Mercoledì sera si è svolto a Reinach AG un servizio divino che, nonostante le alte temperature, è stato caratterizzato da un’atmosfera meravigliosa. I fratelli e le sorelle si sono mostrati molto attenti ed è stato semplicemente bello ascoltare insieme la parola di Dio. Vivere una tale comunione fa sempre bene. Particolarmente degna di nota è stata la parte musicale del servizio divino – semplicemente straordinaria!
La domenica è stata piuttosto intensa. Al mattino si è svolto il servizio divino a Neuchâtel, trasmesso nel distretto Romandia.
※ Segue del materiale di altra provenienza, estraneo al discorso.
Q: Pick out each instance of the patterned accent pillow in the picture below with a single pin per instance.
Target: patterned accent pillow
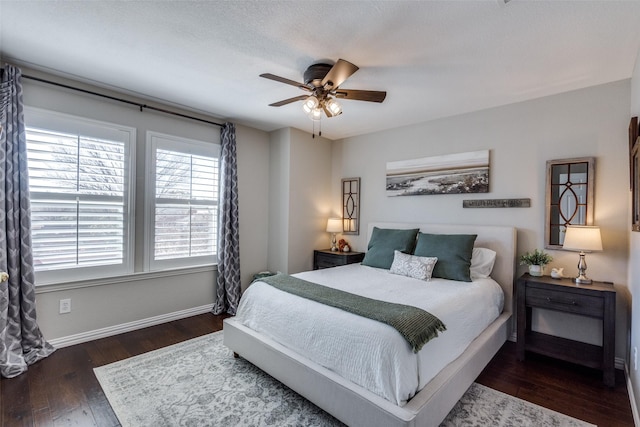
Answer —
(417, 267)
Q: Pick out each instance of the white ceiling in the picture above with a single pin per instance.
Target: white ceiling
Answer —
(434, 58)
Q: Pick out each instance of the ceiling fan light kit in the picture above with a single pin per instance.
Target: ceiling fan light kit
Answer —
(323, 81)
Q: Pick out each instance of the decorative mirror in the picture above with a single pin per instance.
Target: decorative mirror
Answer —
(635, 186)
(569, 198)
(634, 172)
(351, 205)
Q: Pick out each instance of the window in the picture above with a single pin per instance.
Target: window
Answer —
(182, 201)
(80, 196)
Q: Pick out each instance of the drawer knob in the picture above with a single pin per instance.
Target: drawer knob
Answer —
(561, 302)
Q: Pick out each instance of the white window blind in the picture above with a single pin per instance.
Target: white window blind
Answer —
(185, 204)
(79, 189)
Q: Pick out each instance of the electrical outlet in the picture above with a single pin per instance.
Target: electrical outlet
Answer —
(65, 306)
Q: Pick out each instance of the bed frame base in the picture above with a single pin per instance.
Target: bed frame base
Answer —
(354, 405)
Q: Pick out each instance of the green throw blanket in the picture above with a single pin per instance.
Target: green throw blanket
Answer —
(414, 324)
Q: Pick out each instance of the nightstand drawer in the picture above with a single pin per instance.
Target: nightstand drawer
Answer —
(328, 259)
(565, 301)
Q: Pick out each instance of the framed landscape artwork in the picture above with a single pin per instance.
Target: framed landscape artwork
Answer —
(447, 174)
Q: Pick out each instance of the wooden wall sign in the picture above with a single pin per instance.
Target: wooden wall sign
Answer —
(497, 203)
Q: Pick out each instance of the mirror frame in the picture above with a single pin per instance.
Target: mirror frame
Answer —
(350, 189)
(591, 168)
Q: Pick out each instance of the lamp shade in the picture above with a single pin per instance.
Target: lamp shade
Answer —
(334, 225)
(582, 238)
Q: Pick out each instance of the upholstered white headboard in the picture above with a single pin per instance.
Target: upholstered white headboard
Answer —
(498, 238)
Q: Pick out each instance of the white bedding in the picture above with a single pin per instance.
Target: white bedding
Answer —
(364, 351)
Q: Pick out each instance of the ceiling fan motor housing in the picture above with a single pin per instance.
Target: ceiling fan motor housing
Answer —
(315, 73)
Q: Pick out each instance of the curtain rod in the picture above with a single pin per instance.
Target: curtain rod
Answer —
(141, 106)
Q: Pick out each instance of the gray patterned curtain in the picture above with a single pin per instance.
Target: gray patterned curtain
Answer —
(229, 288)
(21, 342)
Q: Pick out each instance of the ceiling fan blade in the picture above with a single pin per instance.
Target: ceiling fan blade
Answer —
(288, 101)
(361, 95)
(286, 81)
(338, 74)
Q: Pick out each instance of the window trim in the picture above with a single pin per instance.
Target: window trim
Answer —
(73, 124)
(191, 146)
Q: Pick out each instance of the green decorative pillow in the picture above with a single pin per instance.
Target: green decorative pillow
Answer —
(386, 240)
(453, 251)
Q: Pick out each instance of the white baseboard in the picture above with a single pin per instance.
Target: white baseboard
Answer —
(128, 327)
(632, 399)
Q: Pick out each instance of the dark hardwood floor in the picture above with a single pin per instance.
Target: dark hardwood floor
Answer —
(63, 391)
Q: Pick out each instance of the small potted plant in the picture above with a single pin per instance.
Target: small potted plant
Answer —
(536, 261)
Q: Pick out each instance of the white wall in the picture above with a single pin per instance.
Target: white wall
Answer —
(300, 202)
(521, 138)
(140, 297)
(634, 264)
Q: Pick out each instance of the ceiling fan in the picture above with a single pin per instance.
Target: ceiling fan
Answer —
(322, 82)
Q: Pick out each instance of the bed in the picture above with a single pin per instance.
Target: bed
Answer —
(358, 405)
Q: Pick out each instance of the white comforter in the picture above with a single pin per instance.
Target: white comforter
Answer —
(366, 352)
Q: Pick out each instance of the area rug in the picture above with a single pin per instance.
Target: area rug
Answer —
(199, 383)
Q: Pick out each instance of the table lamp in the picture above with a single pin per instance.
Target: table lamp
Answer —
(582, 238)
(334, 225)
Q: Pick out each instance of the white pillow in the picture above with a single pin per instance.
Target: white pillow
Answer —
(417, 267)
(482, 260)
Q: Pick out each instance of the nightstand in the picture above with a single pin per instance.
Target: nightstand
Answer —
(326, 259)
(597, 300)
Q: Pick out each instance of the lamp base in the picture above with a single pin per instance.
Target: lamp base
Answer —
(334, 246)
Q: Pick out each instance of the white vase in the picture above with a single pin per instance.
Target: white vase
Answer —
(536, 270)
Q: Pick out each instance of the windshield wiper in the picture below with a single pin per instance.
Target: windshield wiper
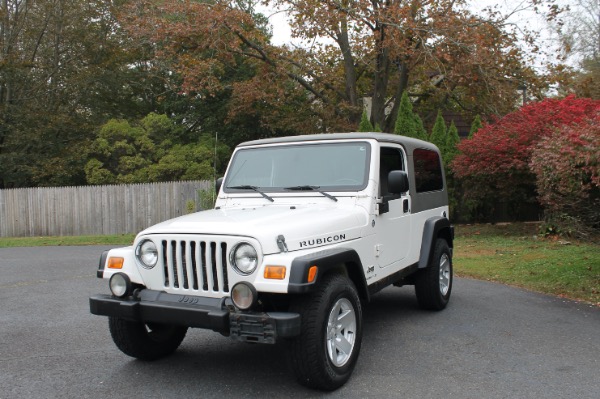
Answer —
(247, 187)
(311, 188)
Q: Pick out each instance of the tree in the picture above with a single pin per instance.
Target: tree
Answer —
(566, 165)
(421, 132)
(475, 126)
(451, 147)
(405, 122)
(579, 32)
(497, 159)
(376, 49)
(64, 69)
(439, 133)
(150, 150)
(365, 124)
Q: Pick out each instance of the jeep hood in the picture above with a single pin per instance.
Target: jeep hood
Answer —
(303, 226)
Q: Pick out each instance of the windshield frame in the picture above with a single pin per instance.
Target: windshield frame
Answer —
(285, 187)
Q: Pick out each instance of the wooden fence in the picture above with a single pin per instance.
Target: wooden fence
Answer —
(95, 210)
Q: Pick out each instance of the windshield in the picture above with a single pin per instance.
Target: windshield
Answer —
(326, 166)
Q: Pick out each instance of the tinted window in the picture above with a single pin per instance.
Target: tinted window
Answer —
(428, 171)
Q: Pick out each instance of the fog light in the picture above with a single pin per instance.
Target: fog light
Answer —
(275, 272)
(120, 285)
(243, 295)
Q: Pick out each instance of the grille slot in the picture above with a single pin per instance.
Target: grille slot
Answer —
(198, 266)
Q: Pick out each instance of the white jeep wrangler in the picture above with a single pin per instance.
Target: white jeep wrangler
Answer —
(304, 231)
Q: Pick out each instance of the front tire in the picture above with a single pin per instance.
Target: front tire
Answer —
(150, 341)
(433, 284)
(323, 356)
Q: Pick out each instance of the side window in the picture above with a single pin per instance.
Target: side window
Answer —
(389, 159)
(428, 171)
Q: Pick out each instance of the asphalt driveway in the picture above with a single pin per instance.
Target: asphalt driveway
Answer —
(492, 341)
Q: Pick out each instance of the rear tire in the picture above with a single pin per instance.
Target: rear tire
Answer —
(145, 341)
(433, 284)
(323, 356)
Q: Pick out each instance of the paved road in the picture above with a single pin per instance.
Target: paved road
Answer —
(491, 342)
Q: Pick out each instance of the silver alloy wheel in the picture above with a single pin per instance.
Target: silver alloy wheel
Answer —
(444, 274)
(341, 332)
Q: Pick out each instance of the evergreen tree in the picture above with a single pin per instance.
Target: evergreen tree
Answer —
(452, 140)
(405, 123)
(475, 126)
(365, 123)
(438, 133)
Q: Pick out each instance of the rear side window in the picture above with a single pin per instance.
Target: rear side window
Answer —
(428, 171)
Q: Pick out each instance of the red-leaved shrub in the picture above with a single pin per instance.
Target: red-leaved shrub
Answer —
(494, 165)
(567, 169)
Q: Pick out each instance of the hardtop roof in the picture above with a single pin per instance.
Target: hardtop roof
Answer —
(408, 142)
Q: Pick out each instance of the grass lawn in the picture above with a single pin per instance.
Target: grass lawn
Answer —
(514, 254)
(507, 253)
(119, 239)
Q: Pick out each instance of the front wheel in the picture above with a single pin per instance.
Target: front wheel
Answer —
(434, 284)
(323, 356)
(145, 341)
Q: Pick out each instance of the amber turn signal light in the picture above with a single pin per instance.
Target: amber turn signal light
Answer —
(115, 263)
(275, 272)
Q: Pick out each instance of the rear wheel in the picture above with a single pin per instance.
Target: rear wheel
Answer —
(433, 285)
(323, 356)
(145, 341)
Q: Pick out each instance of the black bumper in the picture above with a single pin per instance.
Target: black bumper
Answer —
(159, 307)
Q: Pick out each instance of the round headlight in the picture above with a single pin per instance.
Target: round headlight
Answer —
(147, 253)
(120, 285)
(244, 258)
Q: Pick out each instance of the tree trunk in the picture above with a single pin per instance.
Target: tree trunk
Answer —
(380, 81)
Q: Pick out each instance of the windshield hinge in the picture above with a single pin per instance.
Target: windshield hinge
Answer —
(281, 243)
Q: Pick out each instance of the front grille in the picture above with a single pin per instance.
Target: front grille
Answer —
(198, 266)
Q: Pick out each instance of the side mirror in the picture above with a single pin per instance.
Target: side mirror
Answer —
(397, 182)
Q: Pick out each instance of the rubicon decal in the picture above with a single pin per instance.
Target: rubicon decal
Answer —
(321, 241)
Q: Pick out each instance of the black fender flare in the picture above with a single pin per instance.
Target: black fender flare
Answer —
(326, 260)
(435, 227)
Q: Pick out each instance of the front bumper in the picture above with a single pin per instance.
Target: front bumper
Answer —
(150, 306)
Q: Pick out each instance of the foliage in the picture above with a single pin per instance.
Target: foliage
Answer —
(148, 151)
(365, 123)
(64, 67)
(421, 132)
(451, 146)
(374, 49)
(475, 126)
(496, 161)
(408, 123)
(439, 133)
(567, 169)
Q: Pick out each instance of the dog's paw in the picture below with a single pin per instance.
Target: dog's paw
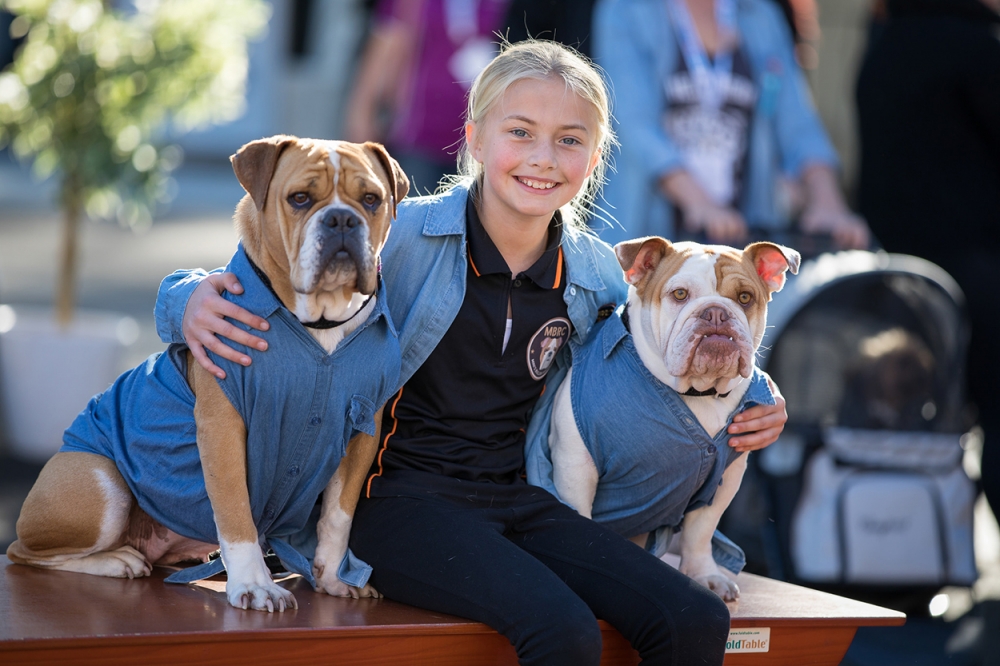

Oltre alla celebrazione della Santa Cena a favore dei defunti, al centro vi erano i seguenti atti:
· messa a riposo del conducente distrettuale
· messa a riposo del conducente di comunità di La Chaux-de-Fonds
· incarico di un conducente distrettuale
· incarico di un conducente di comunità per la comunità di La Chaux-de-Fonds
· incarico di una conducente di comunità per la comunità di Saint-Imier
· benedizione per le nozze di rubino
Nel pomeriggio si è svolto un ulteriore servizio divino nella comunità di Steffisburg, anche qui con diversi atti significativi:
· santo suggello di un bambino
· messa a riposo dell’evangelista di distretti, che era contemporaneamente conducente
  di comunità di Steffisburg
· messa a riposo di un diacono della comunità di Steffisburg
· esonero del conducente di comunità di Heimenschwand
· incarico di un conducente di comunità per la comunità di Heimenschwand
· incarico di un conducente di comunità per la comunità di Steffisburg
Ogni volta rende felici sentire un «SÌ», sia in occasione di un’ordinazione, di un incarico o di una nomina. In questa breve parola risuona infatti molto più di un semplice consenso formale. In un tale SÌ si percepisce la convinzione, la ferma certezza di essere chiamati da Dio. È il frutto di una relazione profonda e maturata con Dio, che non nasce dall’attimo, ma da una vita radicata nella preghiera e nella fiducia nella sua parola. E non da ultimo vi si avverte una gioia autentica – la gioia di poter servire il Signore con i doni ricevuti da Dio. È proprio questo che ogni volta tocca profondamente in un tale SÌ.